Luke Phillips: “Is “fake news” more a question of pernicious, slanderous and factually questionable (but not necessarily falsifiable) narratives informed by very specific worldviews, especially ones peddled by radical publications with an axe to grind? Breitbart News, The Blaze and the Drudge Report come to mind on the right; Truthout, CounterPunch, and Alternet come to mind on the left.”

    “But if you want to use the literal definition of “fake,” these websites aren’t “fake news.” They might not have the same sense of journalistic propriety as CNN or Fox News or MSNBC, but they’re not made-up events and yellow journalism. They’re more describable as entertainment sites that cater to particular ideological audiences by picking up unimportant tidbits of information, including unverified rumors, and spinning them into stories bigger than they really are. These stories happen to align with particular world views and get repeated until they’re generally accepted as true.”

    “Sure, maybe it’d be better if we all had rational Socratic discussions based on Associated Press reports. But let’s not kid ourselves — a lot of our own news-reading is a reading of opinion and analysis that suits our preferences and is designed to shape or justify or develop or inform our basic world views, not challenge or change them.”

The Brown Daily Herald

Owen Colby: “The [Trump] administration’s remarks — along with conservative media sources, like Breitbart and Infowars, which often propagate fake and polarizing news — have led many liberals to believe that fake news is a primarily Republican problem. But that isn’t the case. While  Democrats aren’t flagrantly spreading mistruths like Trump, false news and narratives arise from the left, too, more than many liberals are willing to admit.”

    “Right wing publications receive extensive coverage because they spread far more divisive and egregious lies… It is true that the lies pushed by conservative outlets can be far more offensive, and ultimately dangerous, than the fake assertions of liberal outlets. But, while the fake news reaching Republicans is more extreme, progressives should still be vigilant about the fake news arising in their own circles and take care to avoid the corrosive impulses of their conservative counterparts.”

The Harvard Crimson

Michelle I. Gao:

    “However, eradicating egregiously “fake news” should not be the end of our efforts to reform American media. The news that is not “fake” is presumably “real.” But something that is “real” is not necessarily “good.””
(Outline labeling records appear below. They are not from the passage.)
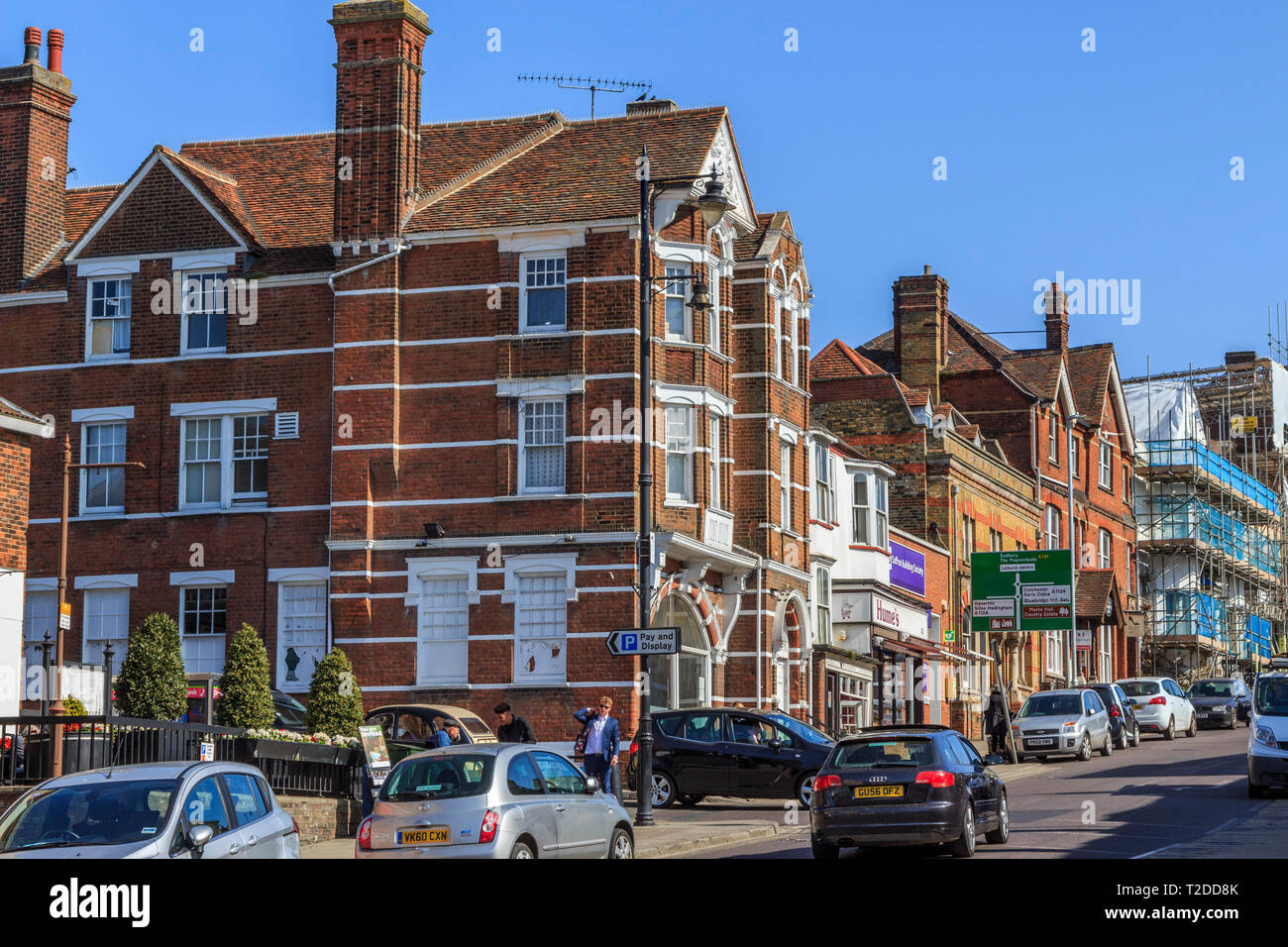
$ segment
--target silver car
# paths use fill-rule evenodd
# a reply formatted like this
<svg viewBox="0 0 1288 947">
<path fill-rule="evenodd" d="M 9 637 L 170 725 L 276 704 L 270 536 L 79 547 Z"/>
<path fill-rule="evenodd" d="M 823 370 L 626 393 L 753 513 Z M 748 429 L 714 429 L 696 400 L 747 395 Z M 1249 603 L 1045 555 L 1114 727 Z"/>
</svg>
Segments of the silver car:
<svg viewBox="0 0 1288 947">
<path fill-rule="evenodd" d="M 631 819 L 564 756 L 448 746 L 393 768 L 358 826 L 358 858 L 634 858 Z"/>
<path fill-rule="evenodd" d="M 1072 754 L 1086 761 L 1094 749 L 1105 756 L 1114 751 L 1109 711 L 1100 694 L 1090 688 L 1029 694 L 1011 731 L 1021 763 L 1027 756 L 1056 754 Z"/>
<path fill-rule="evenodd" d="M 299 858 L 300 830 L 241 763 L 139 763 L 46 780 L 0 818 L 0 858 Z"/>
</svg>

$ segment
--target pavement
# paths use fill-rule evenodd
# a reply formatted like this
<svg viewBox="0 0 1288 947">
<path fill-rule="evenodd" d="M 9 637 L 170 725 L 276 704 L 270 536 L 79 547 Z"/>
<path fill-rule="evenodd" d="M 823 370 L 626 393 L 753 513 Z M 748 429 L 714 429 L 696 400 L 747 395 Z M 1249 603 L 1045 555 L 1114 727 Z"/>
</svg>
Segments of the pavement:
<svg viewBox="0 0 1288 947">
<path fill-rule="evenodd" d="M 1007 783 L 1047 769 L 1041 763 L 1001 765 Z M 635 812 L 632 792 L 626 810 Z M 656 825 L 635 827 L 636 858 L 675 858 L 729 845 L 746 845 L 796 836 L 809 826 L 809 813 L 791 800 L 750 800 L 712 796 L 694 807 L 654 809 Z M 332 839 L 305 845 L 304 858 L 353 858 L 353 839 Z"/>
</svg>

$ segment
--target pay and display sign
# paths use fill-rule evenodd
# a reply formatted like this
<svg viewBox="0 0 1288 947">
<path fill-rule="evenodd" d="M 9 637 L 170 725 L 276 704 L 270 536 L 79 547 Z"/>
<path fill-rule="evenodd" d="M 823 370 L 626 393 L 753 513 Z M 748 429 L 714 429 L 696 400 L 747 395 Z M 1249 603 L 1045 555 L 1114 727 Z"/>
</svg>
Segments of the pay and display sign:
<svg viewBox="0 0 1288 947">
<path fill-rule="evenodd" d="M 1073 624 L 1068 549 L 974 553 L 971 631 L 1060 631 Z"/>
</svg>

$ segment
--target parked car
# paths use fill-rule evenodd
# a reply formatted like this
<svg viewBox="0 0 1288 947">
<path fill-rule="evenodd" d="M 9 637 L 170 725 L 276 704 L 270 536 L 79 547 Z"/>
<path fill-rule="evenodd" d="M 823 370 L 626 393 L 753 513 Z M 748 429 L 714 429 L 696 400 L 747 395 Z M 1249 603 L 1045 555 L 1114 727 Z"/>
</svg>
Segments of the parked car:
<svg viewBox="0 0 1288 947">
<path fill-rule="evenodd" d="M 1240 720 L 1252 725 L 1252 692 L 1243 678 L 1203 678 L 1185 692 L 1198 714 L 1199 727 L 1234 729 Z"/>
<path fill-rule="evenodd" d="M 814 778 L 810 848 L 836 858 L 844 847 L 948 843 L 975 854 L 975 836 L 1011 834 L 1006 783 L 974 746 L 947 727 L 869 727 L 836 743 Z"/>
<path fill-rule="evenodd" d="M 495 743 L 496 734 L 479 719 L 473 710 L 453 707 L 447 703 L 399 703 L 376 707 L 365 719 L 367 724 L 379 724 L 389 747 L 389 760 L 398 763 L 404 756 L 434 747 L 434 720 L 443 718 L 446 724 L 461 731 L 461 743 Z"/>
<path fill-rule="evenodd" d="M 814 774 L 832 746 L 751 710 L 663 711 L 653 718 L 653 805 L 696 805 L 706 796 L 796 799 L 809 805 Z M 632 790 L 638 751 L 639 743 L 631 741 L 626 785 Z"/>
<path fill-rule="evenodd" d="M 254 767 L 139 763 L 32 787 L 0 858 L 299 858 L 300 830 Z"/>
<path fill-rule="evenodd" d="M 1132 710 L 1123 689 L 1118 684 L 1087 684 L 1087 687 L 1100 694 L 1105 710 L 1109 711 L 1109 732 L 1113 734 L 1114 749 L 1140 746 L 1140 724 L 1136 723 L 1136 711 Z"/>
<path fill-rule="evenodd" d="M 428 750 L 393 768 L 358 858 L 634 858 L 630 816 L 598 780 L 524 743 Z"/>
<path fill-rule="evenodd" d="M 1029 694 L 1011 724 L 1020 763 L 1028 756 L 1070 754 L 1090 760 L 1092 750 L 1114 751 L 1109 711 L 1100 694 L 1087 688 L 1041 691 Z"/>
<path fill-rule="evenodd" d="M 1177 731 L 1185 731 L 1188 737 L 1199 732 L 1194 705 L 1171 678 L 1124 678 L 1114 683 L 1127 694 L 1136 711 L 1136 722 L 1146 733 L 1162 733 L 1163 740 L 1175 740 Z"/>
</svg>

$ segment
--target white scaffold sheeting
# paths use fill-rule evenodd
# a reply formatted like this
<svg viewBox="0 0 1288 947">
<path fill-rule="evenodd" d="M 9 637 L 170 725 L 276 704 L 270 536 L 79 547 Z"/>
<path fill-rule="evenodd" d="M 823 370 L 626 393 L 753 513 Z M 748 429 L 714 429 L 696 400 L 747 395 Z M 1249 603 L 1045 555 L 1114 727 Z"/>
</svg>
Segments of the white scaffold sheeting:
<svg viewBox="0 0 1288 947">
<path fill-rule="evenodd" d="M 1275 366 L 1283 372 L 1280 366 Z M 1276 381 L 1279 380 L 1278 376 Z M 1282 379 L 1284 396 L 1288 397 L 1288 372 Z M 1123 385 L 1127 398 L 1127 414 L 1131 415 L 1136 443 L 1142 441 L 1198 441 L 1207 446 L 1203 419 L 1199 415 L 1199 401 L 1194 387 L 1182 379 L 1166 381 L 1136 381 Z M 1279 389 L 1275 389 L 1275 410 L 1278 412 Z"/>
</svg>

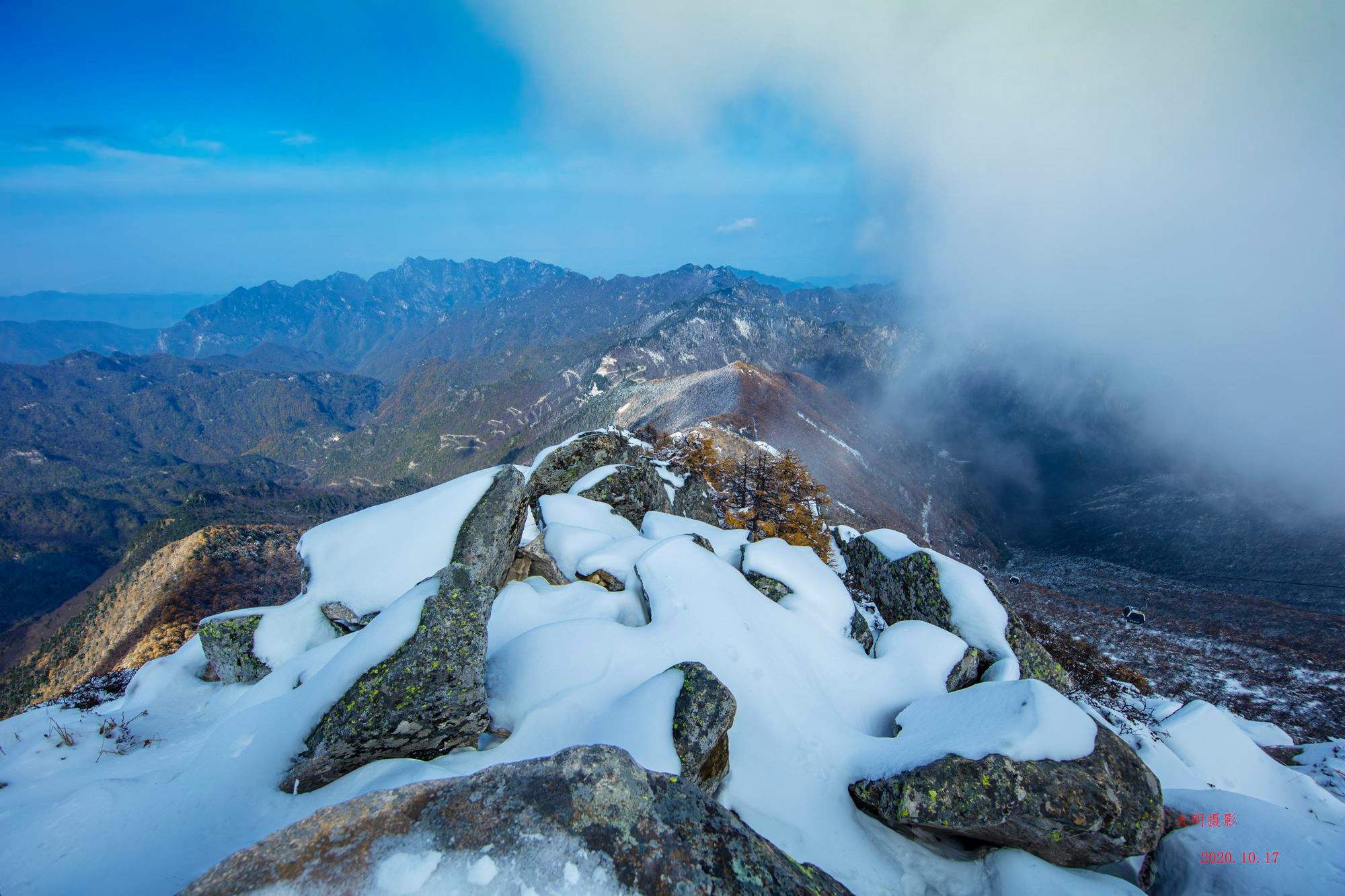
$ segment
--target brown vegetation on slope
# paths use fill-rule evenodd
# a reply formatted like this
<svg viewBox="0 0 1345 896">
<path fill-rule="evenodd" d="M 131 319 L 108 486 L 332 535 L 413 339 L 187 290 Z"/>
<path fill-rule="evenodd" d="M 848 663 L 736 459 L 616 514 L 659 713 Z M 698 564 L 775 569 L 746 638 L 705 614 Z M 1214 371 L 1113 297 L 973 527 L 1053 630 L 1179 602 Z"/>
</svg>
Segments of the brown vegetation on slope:
<svg viewBox="0 0 1345 896">
<path fill-rule="evenodd" d="M 0 677 L 0 717 L 178 650 L 213 613 L 278 604 L 301 588 L 293 526 L 206 526 L 124 572 Z"/>
</svg>

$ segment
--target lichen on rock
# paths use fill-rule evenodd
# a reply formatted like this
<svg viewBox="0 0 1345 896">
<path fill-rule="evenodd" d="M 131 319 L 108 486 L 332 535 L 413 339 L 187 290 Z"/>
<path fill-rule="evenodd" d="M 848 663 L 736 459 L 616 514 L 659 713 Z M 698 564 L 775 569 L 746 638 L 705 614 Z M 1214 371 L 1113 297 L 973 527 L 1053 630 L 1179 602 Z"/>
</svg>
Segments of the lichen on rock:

    ““News” may be a slight misnomer for what programs on channels like CNN, MSNBC, and Fox air. “News analysis” is a better descriptor of their activities. These popular shows are still technically sources of information, since they have to establish the facts before analyzing them. But the news commentators on these shows have no obligation to be unbiased, as they discuss and debate the facts at hand.”

    “The most popular figures in television media can help distinguish the genres of their shows by being clearer about their own positions. Are they journalists or talk show hosts? Journalists are held to a higher standard of accuracy because their job is to report the news and to leave their opinions out of their work. Talk show hosts or commentators, in contrast, have more leeway because they are explicitly being paid to share their opinions.”

The Bottom Line: There is a difference between news that is not factual and news analysis that people disagree with. The popularity of social media has made it easy for fabricated stories to go viral, but it is even more common for stories that cherry pick facts in order to achieve a partisan “spin” to become popular. When we talk about fake news, many do not distinguish which category they are speaking of. The reason the president doesn’t like CNN is not because they are telling untruths - rather, they are telling the truth in a way that makes the president look bad. Whether he deserves constant criticism or not is supposed to be up to the viewers, but to the president it must look like CNN is anti-Trump, all the time. Change “fake news” in any Trump tweet to “bad news” and you’ll have a more accurate statement. Then we can get to work on stopping the spread of misinformation, which is the real fake.